Due to the rare combination of pregnancy and OI, very few articles are included in the scoping review. Only English language articles were included. All included studies were either from North America or Europe; hence, the global perspective might be missing from this scoping review. The frequency of complications and the conclusions of various studies contradict those of other studies. The characteristics of the complications are different. Hence, we cannot recommend any guidelines on the basis of this scoping review. Critical appraisal of the included articles was not done. This review includes articles published over 50 years, and the practice of obstetrics as well as advances in technology might affect the final maternal and fetal outcomes. Further research, including large-scale, prospective studies, is needed to provide a greater level of evidence.
This study provides baseline information on the types and occurrence of maternal, fetal and musculoskeletal complications among women with OI. Multicenter studies including registries of every woman with OI should be started to estimate the exact frequency of maternal and fetal complications. Data specific to obstacles and complications related to obstetrics should be collected to form formal guidelines specific to OI pregnancies.
The frequency of pregnancy and fracture-related complications varies among women with osteogenesis imperfecta. Significant data gaps describe the limited experience of OI in pregnancy and its different outcomes. This study underscores the crucial need for further research and clarity about maternal and neonatal complications associated with OI pregnancies.

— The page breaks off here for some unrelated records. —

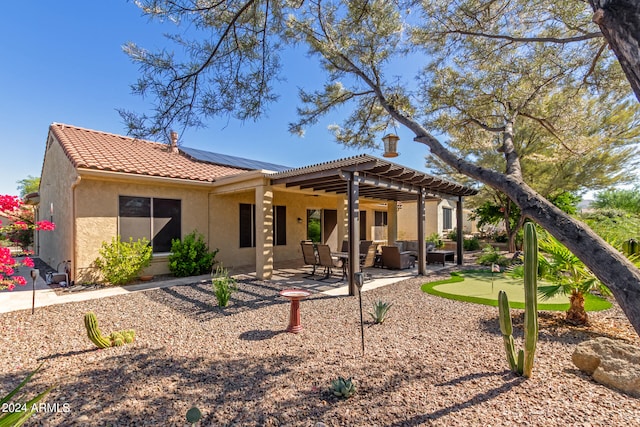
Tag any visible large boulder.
[571,337,640,397]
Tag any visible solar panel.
[180,147,291,172]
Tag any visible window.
[307,209,322,243]
[273,206,287,246]
[240,203,287,248]
[442,208,453,230]
[240,203,256,248]
[118,196,182,253]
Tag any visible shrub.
[213,265,238,307]
[169,231,218,277]
[462,237,480,251]
[95,236,153,285]
[369,301,393,323]
[426,233,444,248]
[477,245,511,267]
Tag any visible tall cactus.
[84,311,111,348]
[84,311,135,348]
[498,223,538,378]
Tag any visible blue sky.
[0,0,427,194]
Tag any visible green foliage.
[169,231,218,277]
[330,377,357,399]
[498,223,538,378]
[0,363,54,427]
[213,265,238,307]
[369,301,393,324]
[476,245,511,267]
[591,187,640,215]
[84,311,135,348]
[580,208,640,247]
[538,234,611,299]
[462,237,480,251]
[622,239,640,255]
[425,232,444,248]
[17,175,40,198]
[95,236,153,285]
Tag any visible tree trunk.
[566,290,589,325]
[484,176,640,335]
[412,132,640,335]
[589,0,640,101]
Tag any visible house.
[36,123,476,290]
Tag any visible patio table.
[280,289,311,334]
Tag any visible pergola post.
[255,185,273,280]
[416,188,427,276]
[456,196,464,265]
[346,172,360,295]
[387,200,398,245]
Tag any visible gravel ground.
[0,270,640,426]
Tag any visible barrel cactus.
[498,223,538,378]
[84,311,135,348]
[331,377,356,398]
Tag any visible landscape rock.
[571,337,640,397]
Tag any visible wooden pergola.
[270,154,477,295]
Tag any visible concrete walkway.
[0,267,211,313]
[0,265,451,313]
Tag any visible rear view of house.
[35,123,475,282]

The data generated for the article is depicted as PRISMA-Scr guidelines checklist and uploaded to data repository. All authors agreed to make all data freely available. The dataset can be accessed.
Data file 1
Repository name: PRISMA-SCr guidelines checklist, word format.
https://doi.org/10.6084/m9.figshare.29259962.v118
DOI: 10.6084/m9.figshare.29259962
Data file 2
Repository name: Pregnancy with osteogenesis imperfecta: A scoping review- protocol and proforma, word format.
https://doi.org/10.6084/m9.figshare.2929178025
DOI: 10.6084/m9.figshare.29291780
Data are available under the terms of the Creative Commons Attribution 4.0 International license (CC-BY 4.0).